Über die Initiative «NoBillag» wird am 4. März 2018 abgestimmt. Sie sieht ein Subventionsverbot für Radio und Fernsehen in der Verfassung vor. Alle Konzessionen von Programmen, die ganz oder teilweise mit Gebühren finanziert werden, werden aufgehoben. Die Abstimmung hat ausserdem direkte Auswirkungen auf Film- und Musikschaffende. Nachfolgend 5 Gründe aus Berner Sicht.

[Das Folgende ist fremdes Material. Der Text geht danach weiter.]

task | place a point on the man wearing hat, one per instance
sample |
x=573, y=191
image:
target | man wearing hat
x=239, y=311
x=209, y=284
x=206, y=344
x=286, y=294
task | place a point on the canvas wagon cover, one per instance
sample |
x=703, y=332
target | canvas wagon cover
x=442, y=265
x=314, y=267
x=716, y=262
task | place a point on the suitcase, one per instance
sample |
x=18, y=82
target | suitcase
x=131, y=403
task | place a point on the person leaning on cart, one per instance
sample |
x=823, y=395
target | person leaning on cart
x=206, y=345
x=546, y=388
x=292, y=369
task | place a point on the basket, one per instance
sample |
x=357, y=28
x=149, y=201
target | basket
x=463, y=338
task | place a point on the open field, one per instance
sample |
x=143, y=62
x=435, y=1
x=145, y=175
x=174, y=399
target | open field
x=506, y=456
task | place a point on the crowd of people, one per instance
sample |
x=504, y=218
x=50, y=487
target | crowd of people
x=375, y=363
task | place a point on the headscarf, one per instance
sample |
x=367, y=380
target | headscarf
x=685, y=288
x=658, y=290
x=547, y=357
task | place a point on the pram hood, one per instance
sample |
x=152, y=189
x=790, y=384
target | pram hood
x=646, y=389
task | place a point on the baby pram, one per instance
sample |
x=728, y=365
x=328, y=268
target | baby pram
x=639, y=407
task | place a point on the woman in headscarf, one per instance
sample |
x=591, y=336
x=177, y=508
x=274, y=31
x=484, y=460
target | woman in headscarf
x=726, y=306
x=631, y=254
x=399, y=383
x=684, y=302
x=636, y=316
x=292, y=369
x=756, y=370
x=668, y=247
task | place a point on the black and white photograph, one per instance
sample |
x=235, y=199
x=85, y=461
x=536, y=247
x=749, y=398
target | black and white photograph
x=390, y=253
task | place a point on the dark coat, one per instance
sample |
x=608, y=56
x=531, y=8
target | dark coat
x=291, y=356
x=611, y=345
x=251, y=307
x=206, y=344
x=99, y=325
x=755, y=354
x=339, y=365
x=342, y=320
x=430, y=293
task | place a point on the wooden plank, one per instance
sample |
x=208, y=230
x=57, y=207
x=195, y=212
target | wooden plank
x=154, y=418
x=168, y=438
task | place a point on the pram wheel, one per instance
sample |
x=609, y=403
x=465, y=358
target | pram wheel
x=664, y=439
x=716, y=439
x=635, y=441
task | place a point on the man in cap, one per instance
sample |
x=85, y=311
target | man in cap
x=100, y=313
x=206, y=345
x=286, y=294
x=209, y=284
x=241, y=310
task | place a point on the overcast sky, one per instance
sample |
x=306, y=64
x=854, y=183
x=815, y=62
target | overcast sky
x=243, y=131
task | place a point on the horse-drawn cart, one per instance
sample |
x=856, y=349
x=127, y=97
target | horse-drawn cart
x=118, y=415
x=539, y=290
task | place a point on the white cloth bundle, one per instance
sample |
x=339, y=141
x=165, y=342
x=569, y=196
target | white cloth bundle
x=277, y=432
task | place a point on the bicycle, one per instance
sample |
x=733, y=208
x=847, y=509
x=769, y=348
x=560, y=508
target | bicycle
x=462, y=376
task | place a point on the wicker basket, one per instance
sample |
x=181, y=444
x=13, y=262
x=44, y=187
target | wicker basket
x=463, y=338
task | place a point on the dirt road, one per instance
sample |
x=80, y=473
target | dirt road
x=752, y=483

6 Gründe, warum NoBillag Bern schadet:

Eine Annahme der Initiative schadet nicht nur der SRG, sondern auch Berner Medien! Die Lokalradios BeO, neo1 und RaBe sowie die Fernsehstationen TeleBärn und Tele Bielingue sind existenziell von der Initiative betroffen. Die lokale Kultur- und Sportszene verliert damit ihre wichtigsten Plattformen. Laut einer Studie der Berner Volkswirtschaftsdirektion wären über 1000 Arbeitsstellen gefährdet.

RaBe ist das einzige Berner Medium mit tagesaktueller, unabhängiger Berichterstattung, das nicht einem Zürcher oder Aargauer Medienkonzern gehört.

RaBe und TeleBärn sind die einzigen lokalen elektronischen Medien, die vertieft über regionale Wahlen berichten. Im Vorfeld und während der Wahlen wird mit Hintergrundberichten, Interviews und einem Live-Studio im Rathaus ein besonderer Fokus auf die lokale Politik gelegt.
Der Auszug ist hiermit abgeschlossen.